My head feels like little people r playing bumper cars inside it
fucking a dude
i mean: fucking a, dude
wow, that comma made all the difference there
The walk of shame is slightly more complicated when you wake up in the wrong country...
how many days can you live off of Vicodin and frosty?? im going on 4 days......
It was the third Sunday in a row that I woke up in his bathtub. So no our sex life isn't that great anymore.
Post-sex chicken soup was such a good idea. It's been like an hour and I'm still applauding myself
Why is there a keg in our kitchen? I'm not complaining but why is there a keg in our kitchen?
omg i just made best friends with a deer. Im like the drunk santa clause.
The ONE weekend I don't put anything up my nose, and it decides to bleed like crazy
For our 1st date, he tried to schedule a rock climbing. I suggested, "how about we meet at my place and you can scale Mt. Vagina?"

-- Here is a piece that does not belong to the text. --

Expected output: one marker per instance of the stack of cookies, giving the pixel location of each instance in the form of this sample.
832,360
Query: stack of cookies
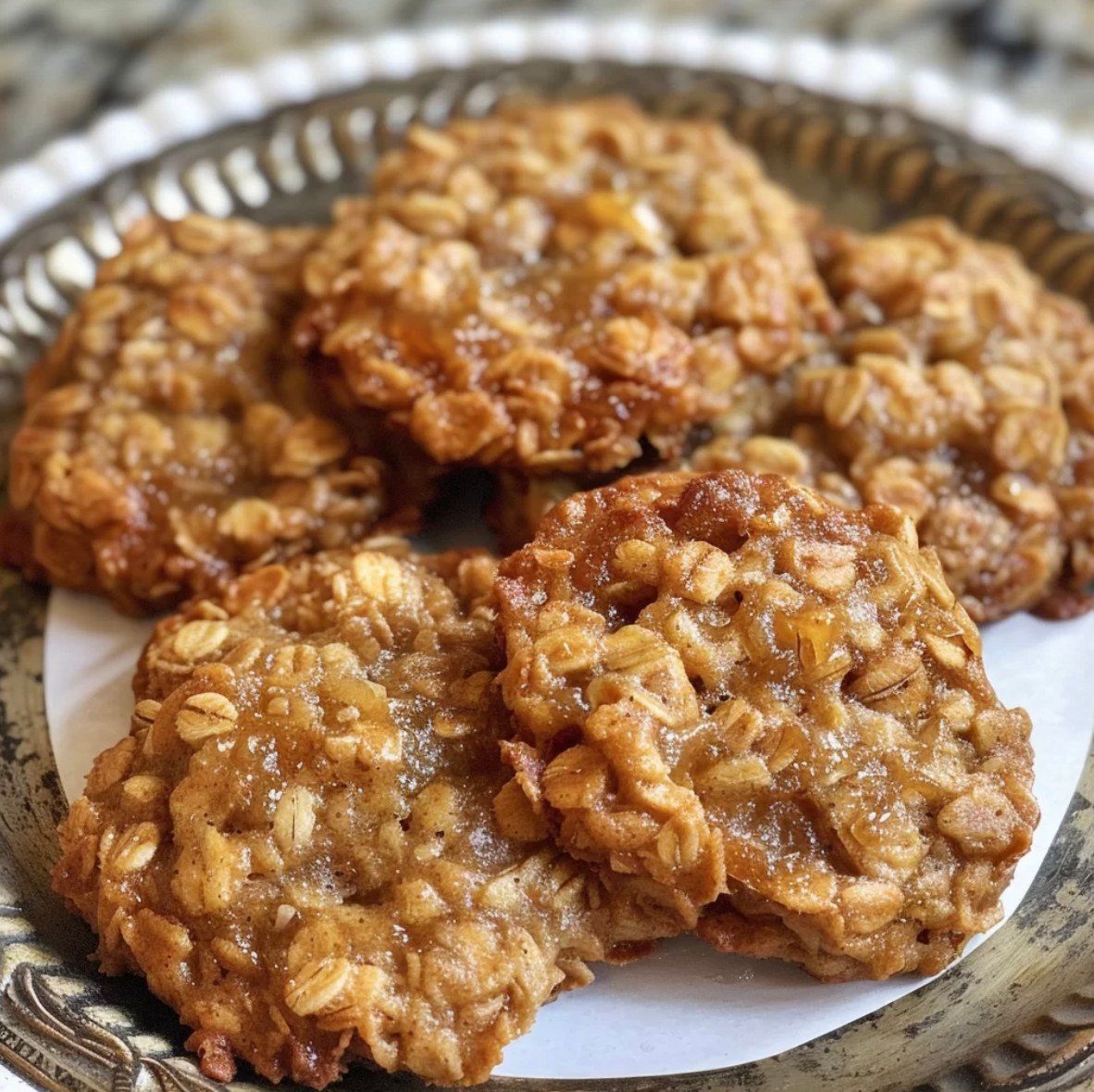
757,478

Yo this huge scar on my head from the car accident is truly a vag magnet. Probably because I'm telling people I was attacked by a mountain lion and killed it with my bare hands. But hey when life gives you lemons, you use them to get pussy
Please tell me I didn't send you a dick pic in the middle of Peter Pan..
My room looks so cute. Who wouldn't want to hook up with me in here?
I puked in the back of my mom's new car because I had too much to drink at Chilis. I think I just hit rock bottom.
Note to Self: Never again eat a weed brownie by yourself two hours before a tornado warning in your exact location.